# Saturday Report, Pensacola Beach



## Pompano Joe (Jan 28, 2009)

Went 6 for 8 on Pomps this afternoon. Lost one at the beach, the other long. All fish were jumpers, pulling a 3 ounce pyramid out of the water with them. Slow bite picking up toward sunset. Started at 2:30 and landed number 6 just after the sun went down. My God is sooooooooooo good!

All bites on shrimp.


----------



## Chris V (Oct 18, 2007)

Awesome! Good job dude. Any size to them? All the pomps over here have been in the just legal to 15in range lately, or at least for me they have


----------



## get ur line wet (Jun 6, 2009)

Great Trip!
Thanks for the report. Hope to make it out tomorrow afternoon.


----------



## bigspoon17 (May 31, 2011)

What size hook are you guys using?


----------



## Pompano Joe (Jan 28, 2009)

bigspoon17 said:


> What size hook are you guys using?


I think I use smaller than most, but a #1 circle is my favorite.

"Any size to them? "

All my fish were in that same range Chris. The other guys I hear from over here are doing the same thing. 

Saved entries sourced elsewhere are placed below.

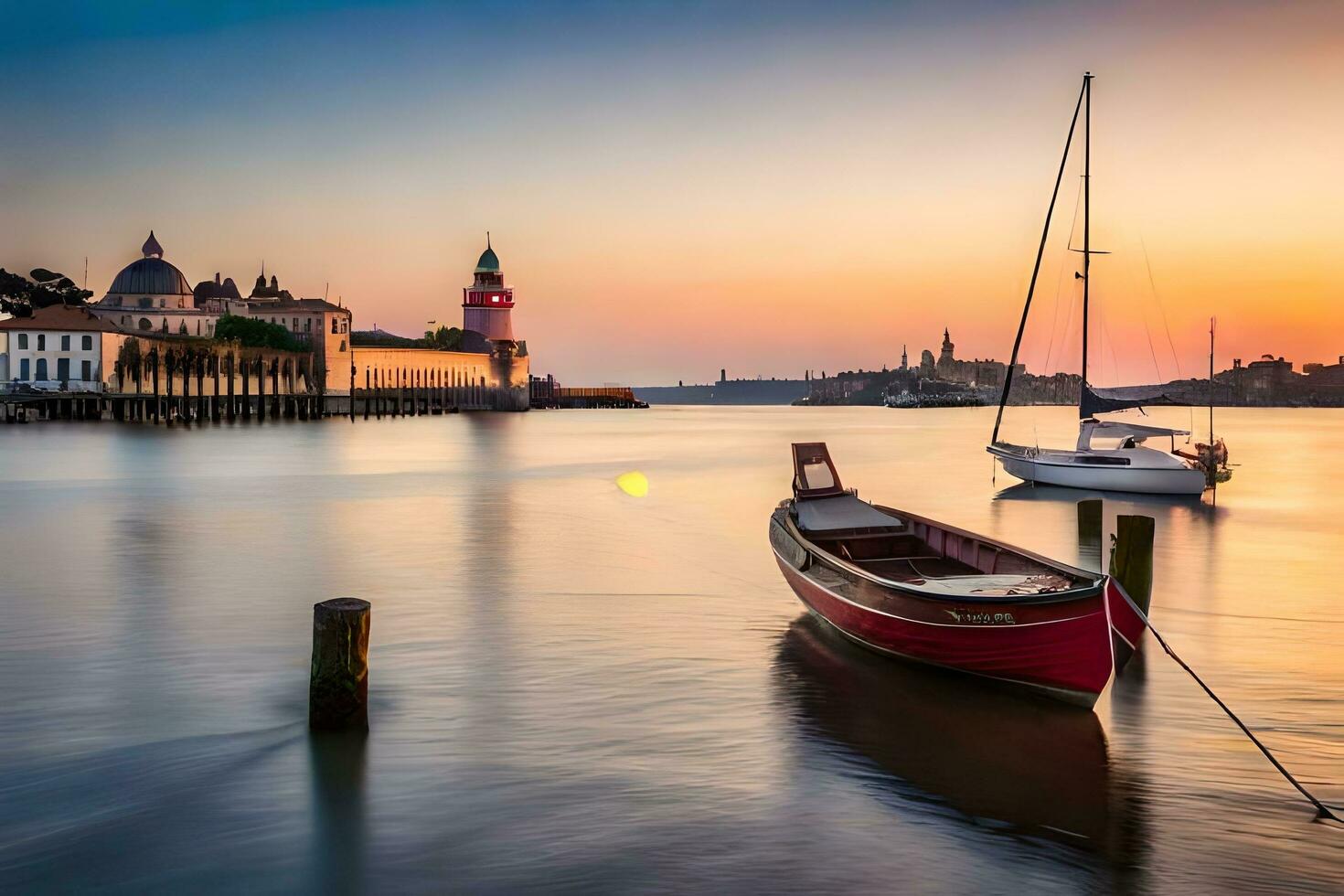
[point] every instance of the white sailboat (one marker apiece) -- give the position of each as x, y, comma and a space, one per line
1109, 455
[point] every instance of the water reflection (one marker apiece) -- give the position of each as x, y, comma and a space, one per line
336, 762
1006, 763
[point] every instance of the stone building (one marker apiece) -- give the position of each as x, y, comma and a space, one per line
60, 347
151, 295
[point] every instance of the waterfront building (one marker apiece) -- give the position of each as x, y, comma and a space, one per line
488, 304
59, 347
492, 369
152, 295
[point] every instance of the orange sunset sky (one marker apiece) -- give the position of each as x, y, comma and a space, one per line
677, 188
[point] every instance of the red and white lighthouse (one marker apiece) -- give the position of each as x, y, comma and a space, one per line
488, 304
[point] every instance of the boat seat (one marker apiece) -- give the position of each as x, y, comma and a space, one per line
843, 512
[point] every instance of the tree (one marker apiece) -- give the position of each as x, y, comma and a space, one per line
20, 295
445, 338
256, 334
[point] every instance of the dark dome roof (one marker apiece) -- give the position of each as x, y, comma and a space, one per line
151, 277
488, 262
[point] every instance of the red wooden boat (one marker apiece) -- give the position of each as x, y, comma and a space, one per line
910, 587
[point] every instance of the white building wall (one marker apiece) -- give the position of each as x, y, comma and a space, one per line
35, 357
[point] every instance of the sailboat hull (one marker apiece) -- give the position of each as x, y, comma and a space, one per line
1074, 470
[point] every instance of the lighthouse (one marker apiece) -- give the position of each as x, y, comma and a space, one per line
488, 304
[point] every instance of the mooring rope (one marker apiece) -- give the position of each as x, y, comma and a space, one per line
1321, 809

Here's something interesting: On of the guys I fish with caught 2 Florida Pompano today in that size range and 2 BIG African Pomps! This is an experienced surf fisherman of super high integrity. He doesn't carry a camera or phone, so no pics. Only African I've seen was super small caught off Ft. Pickens Pier. Ever heard of such?


----------



## JD7.62 (Feb 13, 2008)

Ive caught several Juvy African Pomps in the sound under Sikes before. Ive always thought the big APs were a deeper water fish over structure. Really cool none the less. I will tell you what though, the little two to three pound APs I was catching sure fought like hell, I couldnt imagine a twenty plus pound bruiser.


----------



## Try-A-Fly (Sep 13, 2012)

Awesome I'm glad someone did well today. I was only able to fish a few hours this morning with no luck using fleas. I know many or most peel the shrimp before baiting them but how much of the shrimp do you use all a small piece? Thanks for the report! I'm hitting it again tomorrow...


----------



## Pcola-born (Jan 22, 2008)

Pompano Joe,

Great haul...were those fish caught on fresh dead shrimp or ghost shrimp?


----------



## Smarty (Nov 23, 2008)

Only time I've seen a AP was about 10yrs ago at Bob Sikes. It was only about 12-14in and came off the hook on the way up. At the time I didn't know what the heck it was, just that it was very different from any fish I had ever hooked. Put up a hell of a fight for it's size! Would love to battle a big one :yes:


----------



## Pompano Joe (Jan 28, 2009)

Two more Pomps on Sunday afternoon. Know of 5 more caught on P'cola Beach today.


----------